Mas se quiser pode chupar estas três laranjas.
O mascate ficou tão grato que pegou um rolo da mais fina seda que havia na carroça e deu-o ao Senhor Palha,
dizendo: – O senhor é muito bondoso. Por favor, aceite esta seda em troca.
E o Senhor Palha mais uma vez seguiu pela rua, com o rolo de seda debaixo do braço.
Não deu dez passos e viu passar uma princesa numa carruagem. Tinha um olhar preocupado, mas sua expressão
logo se alegrou ao ver o Senhor Palha.
– Onde arrumou essa seda? – gritou ela. – É justamente o que estou procurando. hoje é aniversário de meu pai e
quero dar um quimono real para ele.
– Bom, já que é aniversário dele, tenho prazer em lhe dar essa seda – disse o Senhor palha.
A princesa mal podia acreditar em tamanha sorte.
– O senhor é muito generoso – disse sorrindo. – Por favor, aceite esta jóia em troca.
A carruagem se afastou, deixando o Senhor Palha segurando a jóia de inestimável valor refugindo á luz do sol.
“Muito bem”, pensou ele, “comecei com um fiapo de palha que não valia nada e agora tenho uma jóia. Acho que
está bom.”
Levou a jóia ao mercado, vendeu-a e, com o dinheiro, comprou uma plantação de arroz. Trabalhou muito, arou,
semeou, colheu, e a cada ano a plantação produzia mais arroz. Em pouco tempo, o Senhor Palha ficou rico.
Mas a riqueza não o modificou. Sempre ofereceu arroz aos que tinham fome e ajudava a todos que o procuravam.
Diziam que sua sorte tinha começado com um fiapo de palha, mas quem sabe foi com a fé e a generosidade?
Extraído do “Livro das Virtudes – volume ll – O Compasso Moral” – de
William J. Bennett
Obs da Dirceia:
Pessoal, hoje não tenho vergonha de dizer as coisas que pensei quando li esta história pela primeira vez, confesso
que me sinto até feliz por perceber o quanto cresci com o passar dos anos, divido com vocês meus “sentimentos de
mesquinhêz anteriores”, sem mêdo do julgamento alheio, pois aprendi que só assim poderei exemplificar o quanto
somos humanos e o quanto podemos através de nossas escolhas nos humanizar. Beijos.
Quando Senhor Palha escutou o sussurro, pensei: que nada vê se uma Deusa vai falar com a gente.
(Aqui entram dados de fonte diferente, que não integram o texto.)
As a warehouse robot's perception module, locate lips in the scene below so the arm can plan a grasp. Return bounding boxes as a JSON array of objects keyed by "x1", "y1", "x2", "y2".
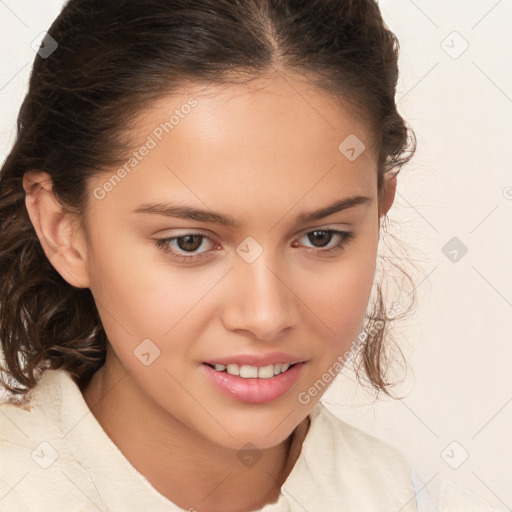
[{"x1": 204, "y1": 352, "x2": 305, "y2": 367}]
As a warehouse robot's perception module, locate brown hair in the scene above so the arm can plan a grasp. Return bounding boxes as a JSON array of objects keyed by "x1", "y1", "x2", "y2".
[{"x1": 0, "y1": 0, "x2": 416, "y2": 395}]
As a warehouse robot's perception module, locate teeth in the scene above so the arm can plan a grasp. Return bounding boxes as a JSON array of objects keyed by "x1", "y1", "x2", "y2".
[{"x1": 215, "y1": 363, "x2": 290, "y2": 379}]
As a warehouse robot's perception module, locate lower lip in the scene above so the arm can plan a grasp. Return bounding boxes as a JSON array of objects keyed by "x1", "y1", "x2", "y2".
[{"x1": 201, "y1": 362, "x2": 305, "y2": 404}]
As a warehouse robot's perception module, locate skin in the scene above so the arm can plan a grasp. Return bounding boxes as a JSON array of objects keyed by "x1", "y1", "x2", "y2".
[{"x1": 24, "y1": 75, "x2": 396, "y2": 512}]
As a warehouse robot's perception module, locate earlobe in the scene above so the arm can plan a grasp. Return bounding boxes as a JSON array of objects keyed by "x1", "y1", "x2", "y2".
[
  {"x1": 379, "y1": 173, "x2": 397, "y2": 219},
  {"x1": 23, "y1": 171, "x2": 89, "y2": 288}
]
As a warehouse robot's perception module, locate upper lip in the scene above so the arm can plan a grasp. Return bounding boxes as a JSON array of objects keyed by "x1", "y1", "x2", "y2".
[{"x1": 205, "y1": 352, "x2": 304, "y2": 367}]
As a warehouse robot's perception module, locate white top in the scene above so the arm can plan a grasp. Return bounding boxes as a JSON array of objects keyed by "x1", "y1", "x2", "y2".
[{"x1": 0, "y1": 369, "x2": 492, "y2": 512}]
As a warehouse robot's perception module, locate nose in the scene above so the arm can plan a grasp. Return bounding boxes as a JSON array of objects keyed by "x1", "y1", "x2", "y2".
[{"x1": 222, "y1": 251, "x2": 299, "y2": 341}]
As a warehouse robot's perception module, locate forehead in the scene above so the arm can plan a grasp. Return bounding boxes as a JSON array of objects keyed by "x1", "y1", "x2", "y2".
[{"x1": 89, "y1": 75, "x2": 377, "y2": 220}]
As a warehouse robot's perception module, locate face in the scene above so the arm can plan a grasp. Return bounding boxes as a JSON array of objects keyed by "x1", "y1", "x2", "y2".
[{"x1": 65, "y1": 74, "x2": 392, "y2": 448}]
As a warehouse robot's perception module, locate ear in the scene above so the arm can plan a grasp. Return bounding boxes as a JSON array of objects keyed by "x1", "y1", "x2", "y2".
[
  {"x1": 23, "y1": 171, "x2": 89, "y2": 288},
  {"x1": 379, "y1": 173, "x2": 397, "y2": 219}
]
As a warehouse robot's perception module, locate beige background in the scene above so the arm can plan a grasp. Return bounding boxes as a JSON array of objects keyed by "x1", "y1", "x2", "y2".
[{"x1": 0, "y1": 0, "x2": 512, "y2": 510}]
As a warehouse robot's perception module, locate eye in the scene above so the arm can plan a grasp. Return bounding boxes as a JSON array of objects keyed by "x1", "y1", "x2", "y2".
[
  {"x1": 154, "y1": 233, "x2": 217, "y2": 262},
  {"x1": 294, "y1": 229, "x2": 355, "y2": 255},
  {"x1": 153, "y1": 229, "x2": 355, "y2": 262}
]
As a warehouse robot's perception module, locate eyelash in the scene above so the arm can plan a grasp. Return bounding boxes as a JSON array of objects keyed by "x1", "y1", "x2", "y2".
[{"x1": 153, "y1": 229, "x2": 355, "y2": 262}]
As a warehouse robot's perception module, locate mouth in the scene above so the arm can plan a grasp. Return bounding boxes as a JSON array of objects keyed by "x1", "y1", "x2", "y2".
[
  {"x1": 203, "y1": 363, "x2": 300, "y2": 379},
  {"x1": 201, "y1": 361, "x2": 306, "y2": 405}
]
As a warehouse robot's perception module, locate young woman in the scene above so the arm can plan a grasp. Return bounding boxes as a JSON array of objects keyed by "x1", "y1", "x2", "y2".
[{"x1": 0, "y1": 0, "x2": 496, "y2": 512}]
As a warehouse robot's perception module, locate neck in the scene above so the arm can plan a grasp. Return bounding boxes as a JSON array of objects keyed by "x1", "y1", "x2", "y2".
[{"x1": 82, "y1": 356, "x2": 309, "y2": 512}]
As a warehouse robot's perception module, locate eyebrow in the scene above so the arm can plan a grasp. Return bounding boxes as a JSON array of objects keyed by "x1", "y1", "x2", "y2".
[{"x1": 133, "y1": 196, "x2": 372, "y2": 228}]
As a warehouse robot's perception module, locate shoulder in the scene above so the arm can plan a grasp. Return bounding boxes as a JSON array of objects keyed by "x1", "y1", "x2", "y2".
[{"x1": 314, "y1": 402, "x2": 409, "y2": 471}]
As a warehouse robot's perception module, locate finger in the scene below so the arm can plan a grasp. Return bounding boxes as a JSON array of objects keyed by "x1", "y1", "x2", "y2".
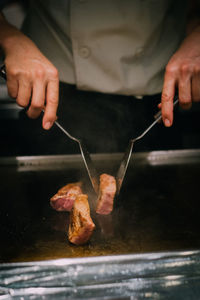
[
  {"x1": 161, "y1": 75, "x2": 176, "y2": 127},
  {"x1": 16, "y1": 79, "x2": 32, "y2": 107},
  {"x1": 191, "y1": 71, "x2": 200, "y2": 102},
  {"x1": 178, "y1": 72, "x2": 192, "y2": 109},
  {"x1": 6, "y1": 74, "x2": 18, "y2": 99},
  {"x1": 27, "y1": 80, "x2": 46, "y2": 119},
  {"x1": 43, "y1": 80, "x2": 59, "y2": 129}
]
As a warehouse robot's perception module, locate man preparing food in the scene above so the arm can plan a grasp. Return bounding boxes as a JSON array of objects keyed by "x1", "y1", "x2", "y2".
[{"x1": 0, "y1": 0, "x2": 200, "y2": 152}]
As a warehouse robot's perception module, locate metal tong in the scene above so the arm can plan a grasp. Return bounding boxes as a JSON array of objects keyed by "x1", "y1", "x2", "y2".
[
  {"x1": 0, "y1": 66, "x2": 178, "y2": 194},
  {"x1": 0, "y1": 66, "x2": 99, "y2": 194},
  {"x1": 116, "y1": 97, "x2": 179, "y2": 195},
  {"x1": 54, "y1": 121, "x2": 99, "y2": 194}
]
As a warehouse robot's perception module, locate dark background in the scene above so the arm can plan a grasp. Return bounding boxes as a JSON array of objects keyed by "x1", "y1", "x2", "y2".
[{"x1": 0, "y1": 1, "x2": 200, "y2": 156}]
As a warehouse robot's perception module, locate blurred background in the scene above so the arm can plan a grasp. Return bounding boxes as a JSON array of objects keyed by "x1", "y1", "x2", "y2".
[{"x1": 0, "y1": 1, "x2": 200, "y2": 156}]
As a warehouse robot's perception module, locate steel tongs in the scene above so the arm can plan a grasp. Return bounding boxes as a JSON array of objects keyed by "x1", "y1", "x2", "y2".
[
  {"x1": 0, "y1": 65, "x2": 99, "y2": 194},
  {"x1": 54, "y1": 121, "x2": 99, "y2": 194},
  {"x1": 116, "y1": 97, "x2": 179, "y2": 195}
]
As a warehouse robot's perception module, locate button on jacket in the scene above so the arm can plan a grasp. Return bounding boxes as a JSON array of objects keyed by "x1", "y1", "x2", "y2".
[{"x1": 23, "y1": 0, "x2": 187, "y2": 96}]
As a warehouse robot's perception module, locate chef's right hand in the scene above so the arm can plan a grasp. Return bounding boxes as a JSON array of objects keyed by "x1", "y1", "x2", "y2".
[{"x1": 0, "y1": 18, "x2": 59, "y2": 129}]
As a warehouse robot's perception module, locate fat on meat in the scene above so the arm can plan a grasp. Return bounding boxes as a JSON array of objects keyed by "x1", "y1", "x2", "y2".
[
  {"x1": 96, "y1": 173, "x2": 117, "y2": 215},
  {"x1": 68, "y1": 194, "x2": 95, "y2": 245}
]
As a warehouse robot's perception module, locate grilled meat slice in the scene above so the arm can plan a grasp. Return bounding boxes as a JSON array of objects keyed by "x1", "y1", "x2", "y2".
[
  {"x1": 50, "y1": 182, "x2": 82, "y2": 211},
  {"x1": 96, "y1": 174, "x2": 117, "y2": 215},
  {"x1": 68, "y1": 194, "x2": 95, "y2": 245}
]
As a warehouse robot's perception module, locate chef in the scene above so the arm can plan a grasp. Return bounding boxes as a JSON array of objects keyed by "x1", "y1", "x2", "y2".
[{"x1": 0, "y1": 0, "x2": 200, "y2": 152}]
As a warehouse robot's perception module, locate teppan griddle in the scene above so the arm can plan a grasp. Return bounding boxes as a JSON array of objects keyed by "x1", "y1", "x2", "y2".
[{"x1": 0, "y1": 150, "x2": 200, "y2": 263}]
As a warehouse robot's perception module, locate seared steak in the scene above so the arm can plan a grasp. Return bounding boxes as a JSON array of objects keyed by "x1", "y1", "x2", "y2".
[
  {"x1": 96, "y1": 174, "x2": 117, "y2": 215},
  {"x1": 68, "y1": 194, "x2": 95, "y2": 245},
  {"x1": 50, "y1": 182, "x2": 82, "y2": 211}
]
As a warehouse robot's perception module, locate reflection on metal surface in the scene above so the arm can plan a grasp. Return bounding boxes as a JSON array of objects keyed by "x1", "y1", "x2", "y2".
[
  {"x1": 0, "y1": 251, "x2": 200, "y2": 300},
  {"x1": 0, "y1": 151, "x2": 200, "y2": 300}
]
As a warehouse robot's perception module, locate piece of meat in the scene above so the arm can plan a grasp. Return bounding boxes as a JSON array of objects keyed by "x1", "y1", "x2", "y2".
[
  {"x1": 68, "y1": 194, "x2": 95, "y2": 245},
  {"x1": 96, "y1": 174, "x2": 117, "y2": 215},
  {"x1": 50, "y1": 182, "x2": 82, "y2": 211}
]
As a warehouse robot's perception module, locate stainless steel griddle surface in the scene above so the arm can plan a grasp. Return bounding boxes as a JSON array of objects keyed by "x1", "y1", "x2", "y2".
[{"x1": 0, "y1": 151, "x2": 200, "y2": 263}]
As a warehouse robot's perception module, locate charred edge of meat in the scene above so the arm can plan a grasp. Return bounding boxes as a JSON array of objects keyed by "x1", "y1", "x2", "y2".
[
  {"x1": 68, "y1": 194, "x2": 95, "y2": 245},
  {"x1": 50, "y1": 182, "x2": 82, "y2": 211}
]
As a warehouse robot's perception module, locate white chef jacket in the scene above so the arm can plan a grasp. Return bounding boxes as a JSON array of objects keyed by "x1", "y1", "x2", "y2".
[{"x1": 23, "y1": 0, "x2": 187, "y2": 96}]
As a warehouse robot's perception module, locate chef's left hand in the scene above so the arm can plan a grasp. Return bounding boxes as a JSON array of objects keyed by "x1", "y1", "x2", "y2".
[{"x1": 161, "y1": 26, "x2": 200, "y2": 127}]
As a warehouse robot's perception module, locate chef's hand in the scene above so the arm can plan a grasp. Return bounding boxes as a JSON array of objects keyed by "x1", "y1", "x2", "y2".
[
  {"x1": 161, "y1": 26, "x2": 200, "y2": 127},
  {"x1": 0, "y1": 16, "x2": 59, "y2": 129}
]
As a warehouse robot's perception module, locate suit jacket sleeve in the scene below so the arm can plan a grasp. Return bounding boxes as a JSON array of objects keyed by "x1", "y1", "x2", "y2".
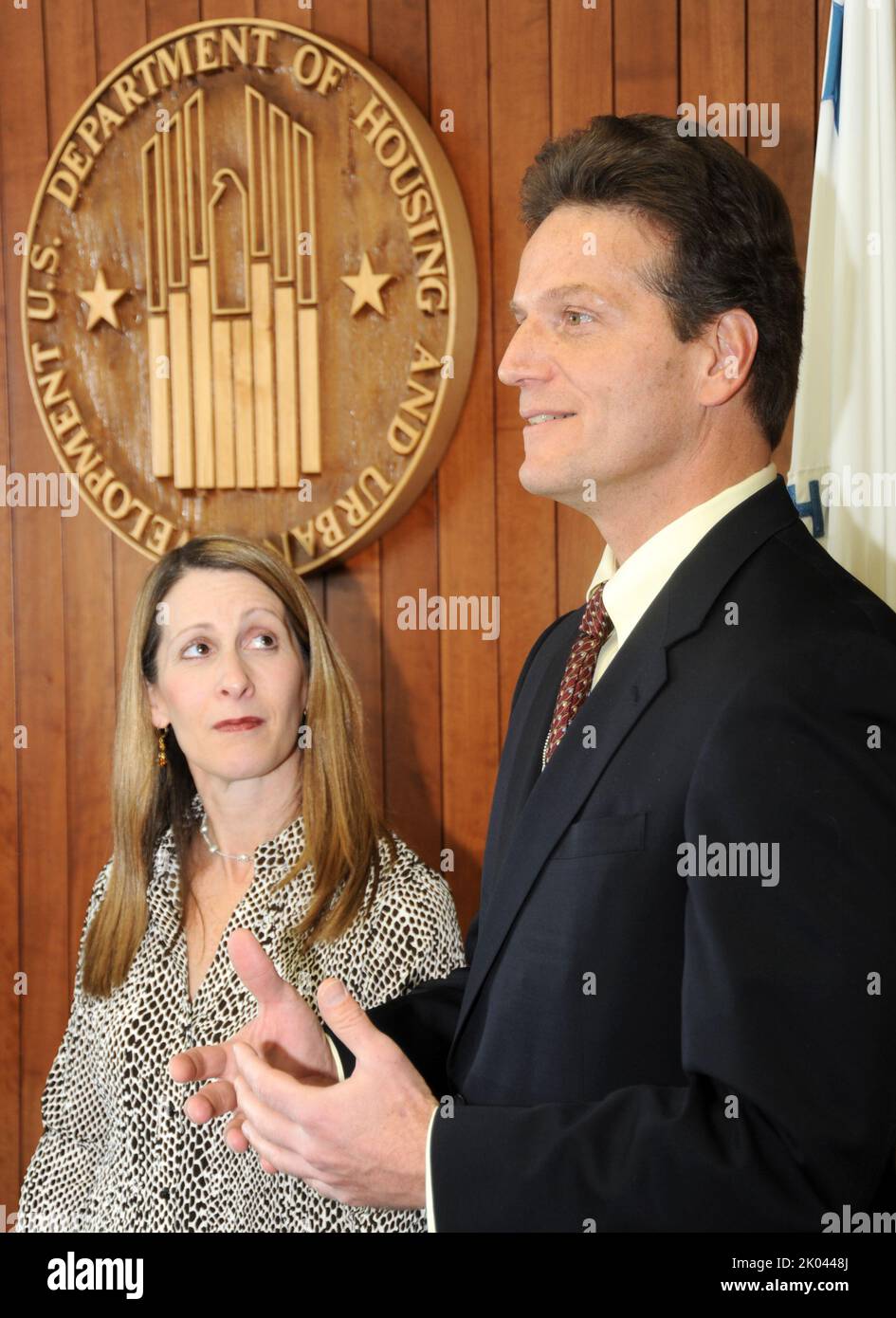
[
  {"x1": 430, "y1": 634, "x2": 896, "y2": 1233},
  {"x1": 324, "y1": 619, "x2": 560, "y2": 1098}
]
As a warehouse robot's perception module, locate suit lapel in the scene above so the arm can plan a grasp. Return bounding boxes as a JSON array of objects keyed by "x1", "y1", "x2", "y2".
[{"x1": 449, "y1": 476, "x2": 808, "y2": 1064}]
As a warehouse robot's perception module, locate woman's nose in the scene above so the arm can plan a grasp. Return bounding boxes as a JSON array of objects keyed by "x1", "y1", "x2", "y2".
[{"x1": 217, "y1": 653, "x2": 251, "y2": 693}]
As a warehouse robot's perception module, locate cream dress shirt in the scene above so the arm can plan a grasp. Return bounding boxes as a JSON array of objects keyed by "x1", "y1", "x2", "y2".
[{"x1": 329, "y1": 462, "x2": 777, "y2": 1231}]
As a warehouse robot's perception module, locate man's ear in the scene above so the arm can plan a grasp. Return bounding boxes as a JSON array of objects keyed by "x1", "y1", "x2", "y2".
[{"x1": 697, "y1": 307, "x2": 759, "y2": 408}]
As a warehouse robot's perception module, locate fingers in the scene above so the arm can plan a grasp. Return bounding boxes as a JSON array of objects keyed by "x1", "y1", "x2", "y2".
[
  {"x1": 169, "y1": 1044, "x2": 228, "y2": 1085},
  {"x1": 183, "y1": 1079, "x2": 237, "y2": 1126},
  {"x1": 318, "y1": 978, "x2": 392, "y2": 1065},
  {"x1": 233, "y1": 1044, "x2": 319, "y2": 1144}
]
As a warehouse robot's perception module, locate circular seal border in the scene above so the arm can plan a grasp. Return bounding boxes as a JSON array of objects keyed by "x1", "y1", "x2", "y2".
[{"x1": 20, "y1": 16, "x2": 478, "y2": 566}]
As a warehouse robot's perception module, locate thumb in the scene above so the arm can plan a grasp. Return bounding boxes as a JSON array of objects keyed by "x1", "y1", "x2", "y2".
[{"x1": 318, "y1": 978, "x2": 381, "y2": 1061}]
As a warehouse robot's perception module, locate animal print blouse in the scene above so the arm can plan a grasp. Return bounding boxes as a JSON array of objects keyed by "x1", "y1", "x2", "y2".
[{"x1": 13, "y1": 794, "x2": 466, "y2": 1233}]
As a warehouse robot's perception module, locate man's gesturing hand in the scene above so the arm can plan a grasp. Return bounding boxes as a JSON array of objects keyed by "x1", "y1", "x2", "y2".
[
  {"x1": 233, "y1": 979, "x2": 439, "y2": 1209},
  {"x1": 169, "y1": 929, "x2": 338, "y2": 1170}
]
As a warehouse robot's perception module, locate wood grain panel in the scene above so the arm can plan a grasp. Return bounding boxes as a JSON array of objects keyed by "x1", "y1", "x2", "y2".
[
  {"x1": 430, "y1": 0, "x2": 498, "y2": 928},
  {"x1": 747, "y1": 0, "x2": 815, "y2": 474},
  {"x1": 0, "y1": 100, "x2": 23, "y2": 1230},
  {"x1": 489, "y1": 0, "x2": 558, "y2": 741},
  {"x1": 680, "y1": 0, "x2": 747, "y2": 152},
  {"x1": 551, "y1": 4, "x2": 611, "y2": 614},
  {"x1": 371, "y1": 0, "x2": 442, "y2": 881},
  {"x1": 311, "y1": 0, "x2": 385, "y2": 807},
  {"x1": 45, "y1": 0, "x2": 115, "y2": 1065}
]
Quando ele caiu escada abaixo, pensei: continua sem sorte mesmo.
Quando encontrou o fiapo de palha, pensei: jamais alguém pode ter fortuna com um fiapo de palha.
Quando ele deu a libélula, pensei: agora é que não tem nada mesmo o que vai fazer com uma rosa?
Quando deu a rosa, pensei o cara não tem nada como pode pedir alguém em casamento, serão dois a morrer de fome.
Quando deu as laranjas, pensei é um tolo mesmo.
Quando deu a seda então? Pensei: logo agora que podia conseguir um bom dinheiro com a princesa? É um louco mesmo.
Pois é gente que valiosas lições esta história me ensinou. Espero que possam aprender também.